The other thing you do with cloaking is if you know who that person is.

For example, Facebook is cloaking on every single URL because when I go to Facebook, it knows who I am.

But if google tries to see it, Facebook doesn’t know who that person is.

So it’s different content, so cloaking it’s legit.

They’re going to penalize you if you want to make yourself appear different than what you are.

You have food for search engines, and then you got food for users.

Google doesn’t like that, but I think they’re used to think that if somebody’s delivering different content to the user than they are to google bots, therefore we’ll assume that it’s manipulative cloaking.

I think that’s gone by now. I think they realize that doing that there’s going to they’re going to catch so many legitimate websites in that process that they don’t do anything. They do it by hand, that’s why there are no algorithmic ways for them to sort this out.

When I use cloaking, the leading case is when I have to deal with the e-commerce website with a huge mega menu. I can’t entirely agree with this mega menu thing, but that’s another topic.

For my user, which is Googlebot, we’re not going to do that; we’re not going to show him this mega menu. So that’s cloaking. The human will see all those links everywhere, and the boat will see nice silos, and a nice architecture is done with precision.

Also, I hate the blog’s actual architecture, the way a blog like WordPress is built.

Listing by dates is suitable for a blog, a personal journal.

But for us, organizing the content by date has no semantic value.

So, is cloaking only for black hats or also for white hats?

Black hat use cloaking extensively. But if you use it for internal linking, that’s not a black hat, that’s white hat.
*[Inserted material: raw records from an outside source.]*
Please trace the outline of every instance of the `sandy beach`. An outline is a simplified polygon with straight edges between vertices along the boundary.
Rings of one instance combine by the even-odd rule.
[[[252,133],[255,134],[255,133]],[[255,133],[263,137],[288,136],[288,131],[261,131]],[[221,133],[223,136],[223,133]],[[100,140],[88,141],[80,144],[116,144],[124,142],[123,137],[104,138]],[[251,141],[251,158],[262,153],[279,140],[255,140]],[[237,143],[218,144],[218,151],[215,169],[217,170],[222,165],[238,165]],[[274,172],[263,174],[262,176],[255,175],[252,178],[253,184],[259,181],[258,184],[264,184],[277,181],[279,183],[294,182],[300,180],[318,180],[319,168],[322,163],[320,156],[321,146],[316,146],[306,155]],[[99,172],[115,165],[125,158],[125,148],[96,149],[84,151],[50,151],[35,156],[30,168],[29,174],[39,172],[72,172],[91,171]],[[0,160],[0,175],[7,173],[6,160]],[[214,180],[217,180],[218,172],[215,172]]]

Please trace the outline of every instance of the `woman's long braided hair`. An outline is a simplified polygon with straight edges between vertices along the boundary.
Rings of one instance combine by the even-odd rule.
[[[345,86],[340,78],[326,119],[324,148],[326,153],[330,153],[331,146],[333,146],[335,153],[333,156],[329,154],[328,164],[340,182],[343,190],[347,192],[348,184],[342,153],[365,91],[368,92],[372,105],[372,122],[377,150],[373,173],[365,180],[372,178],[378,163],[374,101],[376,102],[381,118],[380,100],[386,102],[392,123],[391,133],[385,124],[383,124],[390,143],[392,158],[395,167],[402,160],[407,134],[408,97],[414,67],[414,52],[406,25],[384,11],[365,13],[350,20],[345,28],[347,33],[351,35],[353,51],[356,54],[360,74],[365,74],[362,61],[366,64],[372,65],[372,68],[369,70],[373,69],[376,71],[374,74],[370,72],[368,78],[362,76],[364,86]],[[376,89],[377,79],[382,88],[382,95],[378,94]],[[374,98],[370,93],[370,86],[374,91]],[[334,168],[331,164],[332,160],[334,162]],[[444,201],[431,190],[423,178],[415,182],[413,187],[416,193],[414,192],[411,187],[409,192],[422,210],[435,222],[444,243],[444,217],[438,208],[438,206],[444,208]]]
You can’t get penalized for that, and if you ever get penalized because you’re cloaking your inlinks, please call me.

Some cloaking of the content might seem legit like the mobile version

where you take out the ads. In the black hat world, that’s not allowed. 

You’re doing it wrong if you ever want to go that way to be shady.

To have food for search engines and food for humans, you got to do cloaking on the host.

Honestly, the black hats right now have got new advantages since Google has had to relax some of its old-schools you know penalizations or at least the ones it finds algorithmically because everybody uses all manner of different methodologies to bring content into a page. Google can render the page now and suddenly finds that it’s completely wrong if they don’t render the page.

But you still can get that content changed in so many different ways.

It’s why black hats can get away with it much more than they used to.